Il s’agit donc d’aller très vite et de viser très grand. Le talent et les idées sont subordonnés à la taille des augmentations de capital. Les américains, qui ont compris la nécessité de couper l’herbe sous le pied des concurrents potentiels, raisonnent en milliards de dollars, alors que les français égrènent laborieusement les millions. Uber aura, par exemple, levé au total plus de 12 milliards de dollars quand le leader français des véhicules de tourisme avec chauffeur, Chauffeur Privé, peut se targuer d’avoir réussi à boucler en 2015 un tour de table de 5 millions d’euros. Conclusion : sans changement de braquet de la politique de soutien à l’innovation, les start-up françaises, dont l’ingéniosité et le foisonnement nous émerveillent, n’ont aucune chance de devenir les géants de la troisième révolution industrielle.

Ensuite, le libre échange est un jeu de dupes que les entreprises et les Etats essaient d’imposer à leurs partenaires dans sa forme la plus violente, tout en s’en protégeant le plus possible. Le jeu consiste à faire semblant de respecter les règles de la concurrence pure et parfaite, pour torpiller ceux qui y croient naïvement, tout en favorisant insidieusement son camp. La férocité de la bataille économique produit des perdants, qui seront soit anéantis, soit absorbés par les gagnants. Pour éviter d’appartenir à la catégorie des perdants, les plus rusés s’emploient à faire trébucher leurs adversaires, sans avoir l’air d’y toucher. Ils manipulent leur monnaie, leurs normes, leurs règles de droit, leur fiscalité, leur système de financement, leurs contentieux punitifs, leurs coûts salariaux, leurs aides à l’innovation, à l’investissement, à l’exportation, etc.. Le libéralisme produit donc de manière biaisée ce contre quoi il entend lutter : des oligopoles débarrassés des acteurs les plus faibles.

La plupart des secteurs se consolident.
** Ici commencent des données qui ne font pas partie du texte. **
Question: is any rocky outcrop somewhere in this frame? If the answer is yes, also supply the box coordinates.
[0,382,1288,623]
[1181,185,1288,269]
Les entreprises sont moins nombreuses et de plus grande taille. La part des 100 entreprises américaines les plus grandes dans le PIB américain est ainsi passée de 33% en 1994 à 46% en 2013 ; la part du top 500 de 57% à 63%, tandis que le nombre d’entreprises cotées à presque été divisé par deux sur la même période (The Economist, 17 septembre 2016). De tels chiffres inciteront peut-être nos Ministres Bovary à avoir de vraies politiques industrielles et à cesser de se raconter des histoires. S’ils ne sont pas massivement soutenus et judicieusement protégés, les petits Jack nationaux n’ont aucune chance de faire pousser les haricots magiques qui leur permettraient d’aller voler les trésors des voraces géants.